STI Faces Pressure as 4,500-Point Support Give Up on Rate Decision Concerns

The Straits Times Index is encountering headwinds after surrendering nearly 50 points over three consecutive trading sessions, representing a decline of approximately 1.2 percent. Currently hovering around the 4,500-point level, the benchmark is anticipated to open lower as investors brace for fresh weakness ahead of Wednesday’s Federal Reserve monetary policy announcement.

Market Performance and Individual Stock Movements

Monday’s session saw the STI give up 24.28 points, closing at 4,507.08 with a loss of 0.54 percent. The index traded within a range of 4,502.88 to 4,534.44 throughout the day. Weakness was broad-based, with financial institutions, real estate operators and industrial names all contributing to the downside pressure.

Among the most active issues, significant declines were recorded across multiple sectors. CapitaLand Integrated Commercial Trust dropped 1.72 percent, while DFI Retail Group fell 2.20 percent. Yangzijiang Shipbuilding lost 1.17 percent, and Keppel Ltd retreated 1.27 percent. Hongkong Land and SembCorp Industries both sank 1.50 percent respectively. Other notable losers included Comfort DelGro at down 1.39 percent, City Developments declining 0.96 percent, and Oversea-Chinese Banking Corporation retreating 1.00 percent.

CapitaLand Ascendas REIT slumped 0.72 percent, while Mapletree Pan Asia Commercial Trust and UOL Group both skidded 0.70 percent. Keppel DC REIT and SingTel each lost 0.44 percent, with SATS dropping 0.58 percent and DBS Group falling 0.35 percent. Seatrium Limited shed 0.47 percent, United Overseas Bank slipped 0.23 percent, and Mapletree Industrial Trust sank 0.49 percent.

In positive territory, Singapore Technologies Engineering gained 0.24 percent and Venture Corporation climbed 1.14 percent. Wilmar International, Yangzijiang Financial, Genting Singapore, Thai Beverage, CapitaLand Investment, Mapletree Logistics Trust and Frasers Centrepoint Trust remained flat.

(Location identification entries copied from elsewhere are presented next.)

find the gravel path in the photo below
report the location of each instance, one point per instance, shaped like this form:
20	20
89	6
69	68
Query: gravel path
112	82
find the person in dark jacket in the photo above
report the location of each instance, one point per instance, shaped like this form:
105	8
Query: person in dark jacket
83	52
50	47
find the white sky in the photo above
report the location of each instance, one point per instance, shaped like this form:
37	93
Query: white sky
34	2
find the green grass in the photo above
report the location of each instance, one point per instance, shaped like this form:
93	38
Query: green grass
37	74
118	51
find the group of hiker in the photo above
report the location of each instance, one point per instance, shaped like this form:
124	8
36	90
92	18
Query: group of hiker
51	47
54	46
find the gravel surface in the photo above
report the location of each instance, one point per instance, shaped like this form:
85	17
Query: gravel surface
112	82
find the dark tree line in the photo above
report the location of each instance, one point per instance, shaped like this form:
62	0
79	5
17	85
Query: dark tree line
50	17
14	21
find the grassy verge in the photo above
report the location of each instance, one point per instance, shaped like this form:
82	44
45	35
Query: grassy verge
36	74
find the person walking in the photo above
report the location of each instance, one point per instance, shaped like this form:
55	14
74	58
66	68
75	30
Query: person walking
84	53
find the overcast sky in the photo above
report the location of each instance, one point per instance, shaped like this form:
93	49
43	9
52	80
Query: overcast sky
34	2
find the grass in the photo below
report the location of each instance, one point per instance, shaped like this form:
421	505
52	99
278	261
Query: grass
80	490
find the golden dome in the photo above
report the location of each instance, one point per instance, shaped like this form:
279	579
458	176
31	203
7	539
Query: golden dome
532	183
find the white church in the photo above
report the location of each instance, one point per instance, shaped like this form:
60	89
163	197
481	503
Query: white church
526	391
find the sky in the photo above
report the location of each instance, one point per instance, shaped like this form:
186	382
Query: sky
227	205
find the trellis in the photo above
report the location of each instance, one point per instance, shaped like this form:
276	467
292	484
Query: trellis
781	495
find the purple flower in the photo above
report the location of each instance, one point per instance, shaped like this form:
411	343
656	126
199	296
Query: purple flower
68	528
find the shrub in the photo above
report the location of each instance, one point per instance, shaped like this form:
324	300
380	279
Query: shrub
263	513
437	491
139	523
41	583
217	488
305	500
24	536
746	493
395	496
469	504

Global Context and Rate Decision Expectations

Wall Street’s weakness provided headwinds for regional markets. The Dow Jones Industrial Average dropped 215.67 points or 0.45 percent to finish at 47,739.32, the NASDAQ declined 32.22 points or 0.14 percent to close at 23,545.90, and the S&P 500 fell 23.89 points or 0.35 percent to end at 6,846.51. The pullback reflected profit-taking following the recent rally that saw both the NASDAQ and S&P 500 reach their best closing levels in a month last Friday.

The primary driver of caution is the Federal Reserve’s anticipated interest rate decision, widely expected to deliver another quarter-point reduction. Market participants are closely monitoring for forward guidance regarding potential additional cuts in the coming year. This uncertainty has kept trading activity subdued as investors position ahead of the announcement.

Asian markets are expected to split the difference between mixed European performance and softer U.S. trading, setting up a flat to lower opening for the regional session.

Energy Markets Under Pressure

Crude oil prices declined sharply on Monday amid strengthening U.S. dollar conditions preceding the Fed’s policy decision. West Texas Intermediate crude for January delivery fell $1.28 or 2.13 percent to settle at $58.80 per barrel, reflecting the energy sector’s sensitivity to monetary policy expectations and currency movements.